In the other dispute – a £400m row surrounding ownership of the Norebo Group fishing company – press (including the Gazette) were barred from hearing an application that one of the parties (Vitaly Orlov) had violated terms of a freezing order.

During the privacy application Orlov’s lawyer submitted that confidential information related to the businessman’s personal wealth was likely to be referred to – an argument Mr Justice Males accepted.

It was briefly suggested during opening arguments that there must be a way that the case could continue in public with confidential information restricted to lawyers and judges, but this was abandoned without much of a fight.

Of course courts must sometimes sit in private - but we must beware of eroding the principle of open justice. We have already heard that cases relating to the UK’s much trumpeted unexplained wealth orders are being held away from the public gaze.

Bob Neill MP, chair of the House of Commons’s Justice Committee, also weighed in on the issue of open justice this week submitting that ‘secrecy’, except in exceptional circumstances, is wrong.

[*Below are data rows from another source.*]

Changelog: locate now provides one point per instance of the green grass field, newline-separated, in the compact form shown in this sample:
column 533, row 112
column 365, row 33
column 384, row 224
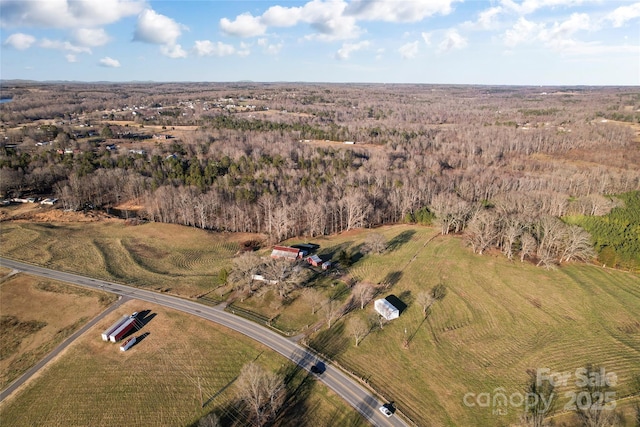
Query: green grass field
column 180, row 260
column 36, row 314
column 498, row 319
column 162, row 381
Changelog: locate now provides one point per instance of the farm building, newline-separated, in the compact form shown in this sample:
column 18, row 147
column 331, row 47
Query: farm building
column 114, row 327
column 287, row 252
column 386, row 309
column 126, row 327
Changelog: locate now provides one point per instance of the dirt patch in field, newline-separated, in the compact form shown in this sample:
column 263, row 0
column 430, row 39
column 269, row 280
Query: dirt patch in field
column 36, row 213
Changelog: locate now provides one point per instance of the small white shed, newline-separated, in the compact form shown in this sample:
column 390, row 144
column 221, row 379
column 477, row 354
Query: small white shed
column 386, row 309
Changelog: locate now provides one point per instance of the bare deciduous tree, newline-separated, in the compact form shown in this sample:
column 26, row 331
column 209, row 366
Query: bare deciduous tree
column 314, row 298
column 363, row 292
column 577, row 245
column 245, row 267
column 528, row 246
column 332, row 311
column 262, row 391
column 285, row 275
column 482, row 231
column 209, row 420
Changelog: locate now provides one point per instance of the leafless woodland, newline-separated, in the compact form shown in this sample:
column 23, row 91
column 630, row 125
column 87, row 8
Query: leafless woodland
column 499, row 163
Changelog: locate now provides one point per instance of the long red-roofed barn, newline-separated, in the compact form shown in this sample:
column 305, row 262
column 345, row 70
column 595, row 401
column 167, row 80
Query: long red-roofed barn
column 286, row 252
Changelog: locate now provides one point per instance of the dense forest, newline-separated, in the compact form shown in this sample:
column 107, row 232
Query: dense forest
column 502, row 165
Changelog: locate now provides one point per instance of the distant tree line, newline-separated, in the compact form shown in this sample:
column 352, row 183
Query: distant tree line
column 431, row 154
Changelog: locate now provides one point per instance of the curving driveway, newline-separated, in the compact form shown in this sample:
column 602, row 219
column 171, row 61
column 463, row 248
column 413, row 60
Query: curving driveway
column 346, row 387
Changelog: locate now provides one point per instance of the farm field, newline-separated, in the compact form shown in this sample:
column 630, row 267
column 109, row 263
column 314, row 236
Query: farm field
column 181, row 363
column 164, row 257
column 37, row 314
column 498, row 319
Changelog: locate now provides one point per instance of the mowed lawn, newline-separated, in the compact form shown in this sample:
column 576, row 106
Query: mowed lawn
column 499, row 319
column 164, row 257
column 181, row 363
column 37, row 314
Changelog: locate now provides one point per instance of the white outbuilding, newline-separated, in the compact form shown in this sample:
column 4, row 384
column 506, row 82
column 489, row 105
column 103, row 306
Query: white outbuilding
column 386, row 309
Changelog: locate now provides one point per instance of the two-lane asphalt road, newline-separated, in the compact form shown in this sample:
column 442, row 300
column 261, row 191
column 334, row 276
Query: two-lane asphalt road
column 343, row 385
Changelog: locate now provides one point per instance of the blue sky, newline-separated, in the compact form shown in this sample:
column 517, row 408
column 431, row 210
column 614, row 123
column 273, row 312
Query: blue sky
column 524, row 42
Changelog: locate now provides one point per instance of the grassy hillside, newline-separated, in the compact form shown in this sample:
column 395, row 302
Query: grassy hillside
column 166, row 257
column 163, row 380
column 37, row 314
column 498, row 319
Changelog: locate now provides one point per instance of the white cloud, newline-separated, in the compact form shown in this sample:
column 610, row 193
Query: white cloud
column 155, row 28
column 63, row 45
column 348, row 48
column 529, row 6
column 409, row 50
column 327, row 18
column 245, row 25
column 278, row 16
column 245, row 49
column 487, row 18
column 557, row 37
column 109, row 62
column 270, row 48
column 522, row 31
column 173, row 51
column 623, row 14
column 66, row 13
column 91, row 37
column 452, row 40
column 20, row 41
column 207, row 48
column 559, row 31
column 398, row 11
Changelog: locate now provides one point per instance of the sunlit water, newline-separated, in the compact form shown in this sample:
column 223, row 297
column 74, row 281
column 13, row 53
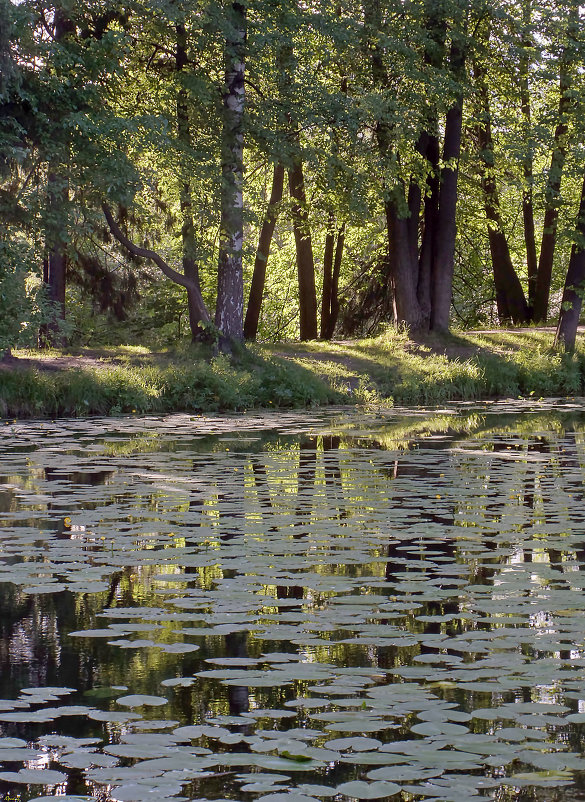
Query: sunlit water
column 295, row 607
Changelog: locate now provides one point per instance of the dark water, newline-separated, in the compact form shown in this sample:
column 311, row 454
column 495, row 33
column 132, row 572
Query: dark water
column 295, row 607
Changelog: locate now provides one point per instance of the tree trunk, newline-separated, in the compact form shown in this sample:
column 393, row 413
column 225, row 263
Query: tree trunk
column 197, row 309
column 557, row 163
column 55, row 262
column 444, row 256
column 407, row 310
column 304, row 251
column 229, row 311
column 335, row 283
column 327, row 277
column 56, row 234
column 527, row 195
column 262, row 254
column 574, row 285
column 430, row 220
column 510, row 298
column 190, row 267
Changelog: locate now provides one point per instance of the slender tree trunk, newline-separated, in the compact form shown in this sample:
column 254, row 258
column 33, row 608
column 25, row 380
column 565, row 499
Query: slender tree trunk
column 55, row 261
column 229, row 311
column 334, row 315
column 190, row 267
column 262, row 254
column 430, row 219
column 557, row 163
column 56, row 234
column 304, row 251
column 510, row 298
column 527, row 195
column 327, row 276
column 197, row 309
column 428, row 146
column 574, row 285
column 406, row 307
column 444, row 257
column 402, row 270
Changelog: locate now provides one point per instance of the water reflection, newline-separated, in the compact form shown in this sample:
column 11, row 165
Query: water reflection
column 391, row 602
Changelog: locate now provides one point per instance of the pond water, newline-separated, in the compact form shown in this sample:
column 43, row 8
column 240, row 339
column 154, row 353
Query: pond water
column 295, row 607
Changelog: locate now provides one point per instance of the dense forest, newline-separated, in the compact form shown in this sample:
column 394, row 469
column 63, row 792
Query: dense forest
column 272, row 170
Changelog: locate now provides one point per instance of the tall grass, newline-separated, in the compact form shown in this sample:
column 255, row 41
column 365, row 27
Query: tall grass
column 389, row 369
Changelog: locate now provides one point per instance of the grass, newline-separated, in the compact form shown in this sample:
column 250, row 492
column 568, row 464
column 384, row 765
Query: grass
column 385, row 370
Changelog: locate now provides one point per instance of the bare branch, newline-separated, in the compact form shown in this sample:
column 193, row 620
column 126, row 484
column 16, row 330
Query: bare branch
column 146, row 253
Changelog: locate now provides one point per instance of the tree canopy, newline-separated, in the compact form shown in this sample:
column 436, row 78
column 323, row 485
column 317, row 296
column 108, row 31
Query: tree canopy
column 310, row 169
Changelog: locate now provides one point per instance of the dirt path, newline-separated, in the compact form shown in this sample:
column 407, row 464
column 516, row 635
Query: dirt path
column 451, row 346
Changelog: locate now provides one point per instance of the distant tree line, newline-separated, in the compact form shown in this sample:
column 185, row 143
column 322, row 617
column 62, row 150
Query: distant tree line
column 284, row 169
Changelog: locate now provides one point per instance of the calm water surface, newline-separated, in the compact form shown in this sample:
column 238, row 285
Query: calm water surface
column 295, row 607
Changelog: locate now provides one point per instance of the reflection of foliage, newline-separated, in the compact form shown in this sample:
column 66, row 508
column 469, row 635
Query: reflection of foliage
column 386, row 583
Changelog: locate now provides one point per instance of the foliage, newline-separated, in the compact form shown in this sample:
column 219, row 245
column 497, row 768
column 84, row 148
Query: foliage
column 387, row 370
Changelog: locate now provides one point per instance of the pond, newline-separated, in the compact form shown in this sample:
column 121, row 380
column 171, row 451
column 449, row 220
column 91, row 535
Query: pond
column 296, row 606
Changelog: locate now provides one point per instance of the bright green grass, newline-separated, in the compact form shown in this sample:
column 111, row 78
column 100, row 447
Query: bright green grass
column 385, row 370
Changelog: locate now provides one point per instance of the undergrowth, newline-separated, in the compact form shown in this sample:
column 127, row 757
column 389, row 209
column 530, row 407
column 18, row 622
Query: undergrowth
column 388, row 369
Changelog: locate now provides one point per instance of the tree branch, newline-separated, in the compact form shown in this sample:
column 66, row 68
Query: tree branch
column 146, row 253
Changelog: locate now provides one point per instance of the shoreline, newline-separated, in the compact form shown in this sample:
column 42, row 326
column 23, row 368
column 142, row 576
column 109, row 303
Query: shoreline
column 386, row 371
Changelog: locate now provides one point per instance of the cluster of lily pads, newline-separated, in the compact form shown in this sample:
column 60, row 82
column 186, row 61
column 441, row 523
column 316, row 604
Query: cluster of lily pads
column 408, row 619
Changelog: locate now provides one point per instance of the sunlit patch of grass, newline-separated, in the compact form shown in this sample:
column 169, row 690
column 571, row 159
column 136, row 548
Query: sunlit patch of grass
column 384, row 370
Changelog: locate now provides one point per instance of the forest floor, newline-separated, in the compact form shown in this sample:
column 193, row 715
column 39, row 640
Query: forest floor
column 392, row 368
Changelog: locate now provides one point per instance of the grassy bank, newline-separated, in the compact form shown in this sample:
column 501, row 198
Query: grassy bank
column 385, row 370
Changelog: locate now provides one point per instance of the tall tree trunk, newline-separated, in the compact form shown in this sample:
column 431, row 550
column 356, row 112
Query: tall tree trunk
column 430, row 229
column 428, row 146
column 444, row 257
column 527, row 195
column 229, row 311
column 197, row 309
column 327, row 276
column 574, row 285
column 304, row 251
column 56, row 235
column 402, row 270
column 557, row 163
column 510, row 298
column 407, row 310
column 190, row 267
column 334, row 314
column 262, row 254
column 55, row 261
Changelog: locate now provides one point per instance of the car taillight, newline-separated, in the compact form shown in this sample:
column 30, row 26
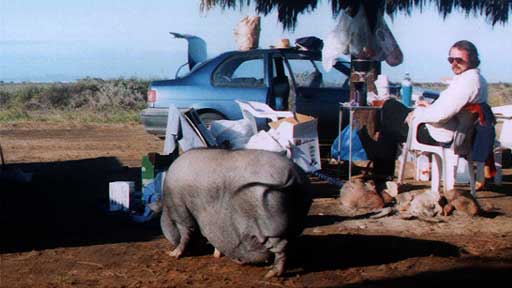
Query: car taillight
column 152, row 96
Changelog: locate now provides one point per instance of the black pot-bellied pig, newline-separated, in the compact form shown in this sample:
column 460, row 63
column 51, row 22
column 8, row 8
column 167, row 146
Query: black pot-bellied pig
column 247, row 203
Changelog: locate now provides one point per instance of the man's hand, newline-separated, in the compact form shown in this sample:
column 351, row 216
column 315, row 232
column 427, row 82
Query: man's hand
column 409, row 118
column 422, row 103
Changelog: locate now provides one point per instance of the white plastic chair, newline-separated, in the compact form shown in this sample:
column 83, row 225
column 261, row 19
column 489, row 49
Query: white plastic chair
column 503, row 114
column 444, row 162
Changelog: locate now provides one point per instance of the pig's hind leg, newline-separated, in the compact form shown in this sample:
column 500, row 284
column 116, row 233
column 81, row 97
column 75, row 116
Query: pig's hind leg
column 178, row 233
column 277, row 246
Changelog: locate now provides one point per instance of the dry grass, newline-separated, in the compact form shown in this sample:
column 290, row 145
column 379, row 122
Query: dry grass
column 499, row 93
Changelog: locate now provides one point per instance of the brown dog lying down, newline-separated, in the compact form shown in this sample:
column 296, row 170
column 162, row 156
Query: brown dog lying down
column 461, row 201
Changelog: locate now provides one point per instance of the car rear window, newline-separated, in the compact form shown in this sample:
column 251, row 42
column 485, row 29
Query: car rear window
column 244, row 71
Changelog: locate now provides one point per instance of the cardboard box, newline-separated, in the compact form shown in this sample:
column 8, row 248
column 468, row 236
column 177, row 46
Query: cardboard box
column 299, row 134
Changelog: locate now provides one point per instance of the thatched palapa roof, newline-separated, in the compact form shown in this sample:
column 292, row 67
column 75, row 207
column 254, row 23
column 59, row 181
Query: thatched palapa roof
column 495, row 11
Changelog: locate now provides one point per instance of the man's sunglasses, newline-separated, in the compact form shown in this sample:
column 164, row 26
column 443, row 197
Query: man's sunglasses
column 458, row 60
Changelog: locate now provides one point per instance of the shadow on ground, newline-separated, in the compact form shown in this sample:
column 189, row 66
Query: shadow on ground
column 460, row 277
column 333, row 252
column 66, row 204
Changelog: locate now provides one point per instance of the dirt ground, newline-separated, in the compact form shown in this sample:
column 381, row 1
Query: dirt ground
column 56, row 231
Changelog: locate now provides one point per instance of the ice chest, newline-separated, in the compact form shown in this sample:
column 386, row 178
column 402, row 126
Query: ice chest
column 301, row 135
column 119, row 195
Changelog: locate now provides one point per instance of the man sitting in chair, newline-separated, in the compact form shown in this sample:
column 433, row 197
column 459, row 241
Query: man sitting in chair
column 467, row 90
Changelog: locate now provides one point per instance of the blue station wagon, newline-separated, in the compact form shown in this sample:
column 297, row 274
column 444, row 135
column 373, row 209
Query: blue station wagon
column 285, row 79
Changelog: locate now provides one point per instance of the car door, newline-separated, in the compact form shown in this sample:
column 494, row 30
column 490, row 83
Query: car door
column 318, row 92
column 242, row 77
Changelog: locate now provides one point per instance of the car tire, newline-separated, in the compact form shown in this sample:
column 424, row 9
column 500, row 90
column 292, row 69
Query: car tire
column 208, row 117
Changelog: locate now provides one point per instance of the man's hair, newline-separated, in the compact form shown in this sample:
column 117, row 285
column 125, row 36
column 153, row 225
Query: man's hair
column 469, row 47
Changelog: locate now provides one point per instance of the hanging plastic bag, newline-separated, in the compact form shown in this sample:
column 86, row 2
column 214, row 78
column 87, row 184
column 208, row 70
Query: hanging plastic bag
column 337, row 41
column 361, row 37
column 386, row 46
column 247, row 33
column 358, row 153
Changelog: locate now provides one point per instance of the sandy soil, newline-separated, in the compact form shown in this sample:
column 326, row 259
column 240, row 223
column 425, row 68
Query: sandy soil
column 55, row 231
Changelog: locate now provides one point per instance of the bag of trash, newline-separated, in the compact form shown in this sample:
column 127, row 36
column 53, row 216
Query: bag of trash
column 235, row 133
column 358, row 152
column 264, row 141
column 247, row 33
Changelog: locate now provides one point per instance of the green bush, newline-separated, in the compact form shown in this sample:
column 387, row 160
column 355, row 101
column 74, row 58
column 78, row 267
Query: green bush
column 87, row 100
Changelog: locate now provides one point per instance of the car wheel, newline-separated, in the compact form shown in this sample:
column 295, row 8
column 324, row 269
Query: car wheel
column 208, row 117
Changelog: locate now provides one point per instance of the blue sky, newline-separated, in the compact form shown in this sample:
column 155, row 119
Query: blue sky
column 62, row 40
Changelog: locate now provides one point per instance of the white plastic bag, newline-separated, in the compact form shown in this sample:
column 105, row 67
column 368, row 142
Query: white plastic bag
column 247, row 33
column 264, row 141
column 237, row 132
column 386, row 46
column 337, row 41
column 361, row 37
column 352, row 35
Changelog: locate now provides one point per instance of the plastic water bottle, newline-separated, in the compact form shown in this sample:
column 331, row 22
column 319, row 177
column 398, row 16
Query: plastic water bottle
column 406, row 90
column 423, row 168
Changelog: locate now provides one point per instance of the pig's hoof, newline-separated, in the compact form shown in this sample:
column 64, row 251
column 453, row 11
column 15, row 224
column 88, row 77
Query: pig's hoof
column 274, row 272
column 175, row 253
column 217, row 253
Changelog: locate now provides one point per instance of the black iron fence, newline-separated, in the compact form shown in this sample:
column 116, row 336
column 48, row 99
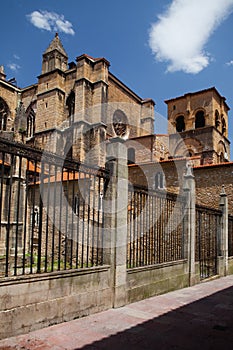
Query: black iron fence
column 155, row 227
column 208, row 226
column 230, row 235
column 51, row 215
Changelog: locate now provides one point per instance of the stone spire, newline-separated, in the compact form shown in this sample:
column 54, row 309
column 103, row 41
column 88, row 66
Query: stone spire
column 2, row 73
column 56, row 44
column 55, row 56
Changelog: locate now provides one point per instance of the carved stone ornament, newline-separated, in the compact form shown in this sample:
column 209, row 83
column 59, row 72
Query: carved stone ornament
column 120, row 124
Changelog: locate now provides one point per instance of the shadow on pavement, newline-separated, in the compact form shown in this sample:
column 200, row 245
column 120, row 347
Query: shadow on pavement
column 206, row 324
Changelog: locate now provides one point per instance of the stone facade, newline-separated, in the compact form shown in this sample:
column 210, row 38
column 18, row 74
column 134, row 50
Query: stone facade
column 198, row 125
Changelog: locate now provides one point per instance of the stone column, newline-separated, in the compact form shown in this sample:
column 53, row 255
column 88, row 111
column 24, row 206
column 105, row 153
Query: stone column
column 189, row 189
column 115, row 208
column 223, row 239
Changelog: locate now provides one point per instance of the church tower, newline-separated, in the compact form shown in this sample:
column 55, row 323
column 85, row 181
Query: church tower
column 51, row 87
column 198, row 126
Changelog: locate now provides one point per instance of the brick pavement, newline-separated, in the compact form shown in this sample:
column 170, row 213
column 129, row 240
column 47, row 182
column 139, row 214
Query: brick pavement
column 198, row 317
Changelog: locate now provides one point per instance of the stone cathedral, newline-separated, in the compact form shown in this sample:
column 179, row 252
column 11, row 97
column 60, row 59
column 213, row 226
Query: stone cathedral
column 80, row 105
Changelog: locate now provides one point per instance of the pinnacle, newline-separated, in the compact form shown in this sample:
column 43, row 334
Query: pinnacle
column 56, row 44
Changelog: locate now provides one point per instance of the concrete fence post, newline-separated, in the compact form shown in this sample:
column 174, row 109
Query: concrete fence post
column 189, row 190
column 115, row 209
column 223, row 239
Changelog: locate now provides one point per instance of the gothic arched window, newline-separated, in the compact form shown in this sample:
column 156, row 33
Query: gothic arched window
column 180, row 124
column 199, row 120
column 217, row 119
column 4, row 112
column 70, row 102
column 159, row 180
column 31, row 116
column 131, row 155
column 223, row 126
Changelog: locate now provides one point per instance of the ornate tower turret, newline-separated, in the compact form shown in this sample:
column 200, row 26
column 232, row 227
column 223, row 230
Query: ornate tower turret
column 55, row 56
column 51, row 87
column 198, row 126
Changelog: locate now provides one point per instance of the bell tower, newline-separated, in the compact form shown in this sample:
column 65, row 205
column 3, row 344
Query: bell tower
column 198, row 126
column 51, row 87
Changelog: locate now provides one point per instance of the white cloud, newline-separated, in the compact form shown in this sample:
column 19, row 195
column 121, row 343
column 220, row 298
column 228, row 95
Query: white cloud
column 180, row 34
column 16, row 57
column 230, row 63
column 50, row 21
column 13, row 66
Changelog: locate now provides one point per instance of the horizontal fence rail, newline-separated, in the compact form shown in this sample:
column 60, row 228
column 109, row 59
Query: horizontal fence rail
column 51, row 212
column 230, row 235
column 155, row 227
column 208, row 226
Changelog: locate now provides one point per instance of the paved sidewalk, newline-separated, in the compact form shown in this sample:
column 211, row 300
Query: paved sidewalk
column 199, row 317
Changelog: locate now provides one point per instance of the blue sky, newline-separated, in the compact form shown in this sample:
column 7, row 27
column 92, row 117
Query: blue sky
column 138, row 37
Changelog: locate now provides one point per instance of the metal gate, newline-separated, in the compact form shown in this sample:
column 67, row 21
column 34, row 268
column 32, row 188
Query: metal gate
column 208, row 225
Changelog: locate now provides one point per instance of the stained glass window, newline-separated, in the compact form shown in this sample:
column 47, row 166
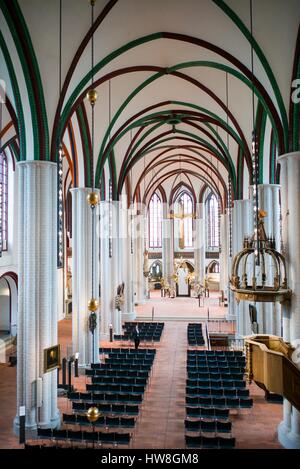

Reacting to the news that a cage fighter from London convicted of helping to organise a £53 million armed robbery was ‘secretly let off’ repaying what he stole, Neill said: ‘On the face of it, this case flies against the presumption of justice being done in public. It may well be something that the attorney general needs to look at and the courts need to look at.’

The lure of English courts, particularly for foreign litigants, is clear – a report published earlier this year showed that the next most represented country after the UK for number of litigants during 2017/18 was Kazakhstan (31), followed by the US and Russia, (both 20).

But as litigants flock to the courts to resolve their disputes they should not assume they can do so in private.